Lagi-lagi aku harus bercerita padamu. Berkisah
denganmu. Berhikayat bersamamu. Kamu tau? Aku dan kamu laiknya teko dan gelas.
Aku tekonya, dan tentu saja kamu gelasnya. Aku hanya menumpahkan semua yang ada
dalam diriku tanpa peduli gelasmu penuh atau malah isinya tumpah keluar.
Egois?
Ya! Aku memang terlalu egois untukmu. Tapi kamu terlalu lembut untuk tetap
tersenyum menyambut keegoisanku.
Itulah aku dan kamu!
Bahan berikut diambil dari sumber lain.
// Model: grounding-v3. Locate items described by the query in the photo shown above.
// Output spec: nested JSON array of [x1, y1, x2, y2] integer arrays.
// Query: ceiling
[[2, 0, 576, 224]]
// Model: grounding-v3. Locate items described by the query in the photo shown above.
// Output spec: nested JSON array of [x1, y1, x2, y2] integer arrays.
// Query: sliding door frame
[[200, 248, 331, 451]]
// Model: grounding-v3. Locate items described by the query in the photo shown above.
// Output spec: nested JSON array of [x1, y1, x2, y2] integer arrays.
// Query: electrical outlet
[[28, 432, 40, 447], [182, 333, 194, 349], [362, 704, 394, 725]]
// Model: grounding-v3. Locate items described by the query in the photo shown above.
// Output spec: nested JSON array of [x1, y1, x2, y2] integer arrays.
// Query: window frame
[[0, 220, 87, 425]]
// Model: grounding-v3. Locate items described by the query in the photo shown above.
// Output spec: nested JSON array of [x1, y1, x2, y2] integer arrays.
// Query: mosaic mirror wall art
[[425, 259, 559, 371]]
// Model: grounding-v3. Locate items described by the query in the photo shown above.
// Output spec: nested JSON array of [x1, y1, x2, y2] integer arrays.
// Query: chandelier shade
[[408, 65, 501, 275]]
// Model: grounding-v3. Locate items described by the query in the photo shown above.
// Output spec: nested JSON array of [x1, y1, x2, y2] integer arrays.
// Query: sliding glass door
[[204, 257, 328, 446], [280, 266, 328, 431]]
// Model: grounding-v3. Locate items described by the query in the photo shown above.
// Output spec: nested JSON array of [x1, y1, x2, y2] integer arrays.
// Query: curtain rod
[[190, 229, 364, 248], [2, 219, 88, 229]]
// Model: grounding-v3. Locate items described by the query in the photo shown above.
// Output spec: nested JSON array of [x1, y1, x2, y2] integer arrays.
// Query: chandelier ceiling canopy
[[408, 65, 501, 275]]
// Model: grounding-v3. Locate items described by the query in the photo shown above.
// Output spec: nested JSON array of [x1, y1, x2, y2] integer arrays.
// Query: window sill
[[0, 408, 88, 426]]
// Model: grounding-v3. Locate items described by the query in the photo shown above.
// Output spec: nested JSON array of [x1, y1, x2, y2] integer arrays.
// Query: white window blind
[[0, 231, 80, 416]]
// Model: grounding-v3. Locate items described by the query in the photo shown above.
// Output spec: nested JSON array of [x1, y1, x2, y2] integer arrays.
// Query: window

Laksana bumi yang tak
pernah menemukan pengganti berkeluh kesah pada bulan. Kamu mungkin sudah lelah
mendengarku. Senang, sedih, marah, kesal dan semua rasaku yang kamu tau
bagaimana itu. Tapi sekarang sudah berbeda. Ada yang berubah dari sikapmu.
Kenapa kamu hanya diam saja tiap kali aku bercerita? Kamu marah padaku? Atau kamu
mulai bungkam semenjak aku bercerita tentang dia?
***
Penghujung musim panas memang waktu yang pas
untuk bersantai di sini. Di samudera pasir tak bertuan, di belahan bumi bagian
timur tengah. Sebagian manusia senang menghabiskan waktu mereka di sini. Sekedar
melepas penat atau untuk merenungi salah satu keajaiban ciptaan Tuhan. Di
sinilah, kesombongan manusia tidak ada gunanya. Keangkuhan musnah tertimbun
rasa malu dan kerdil di hadapan Sang
Pencipta.
Siang itu, segerombolan anak manusia
mengujungiku. Kali ini dalam jumlah yang banyak. Dari kejauhan aku menghitung
mereka yang turun dari bus besar berwarna gelap. Ada sekitar 43 orang, setengah
di antaranya masih remaja dan berjalan berpasang-pasangan. Pada awalnya mereka
berkumpul tak jauh dari tempat bus mereka diparkir. Tampak seorang laki-laki
bertopi dan memakai jeans selutut sedang berbicara dengan pengeras suara kearah
mereka. Bisa ditebak, dia pasti seorang pimpinan rombongan.
“Ada yang datang” celetuk Angin menghampiriku
dari arah belakang.
“kau terlambat. Aku sudah memperhatikannya
sejak tadi” jawabku sekenanya. Angin memang suka bermain sendiri. Pergi ke
tempat yang jauh, dan datang sesekali untuk menjengukku di sini. Hari ini aku
meminta dia untuk menemaniku sampai matahari terbenam. Aku senang dia
menyanggupinya.
5 menit kemudian, anak manusia itu mulai
berpencar. Tentu saja aku dan Angin merasa kegirangan. Kami berputar-putar dan
mulai mendekat kearah mereka. Mereka sangat bahagia menikmati permainanku
bersama Angin. Ku belai lembut ujung rambut mereka, wajah, tangan, kaki, bahkan
aku berhasil masuk disela-sela lubang kaos kaki busuk mereka. Permainanku dan
Angin memang menarik. Meski mereka seringkali mengedipkan mata menghindari
sentuhanku, tapi Angin selalu berhasil membuat mereka menikmatinya.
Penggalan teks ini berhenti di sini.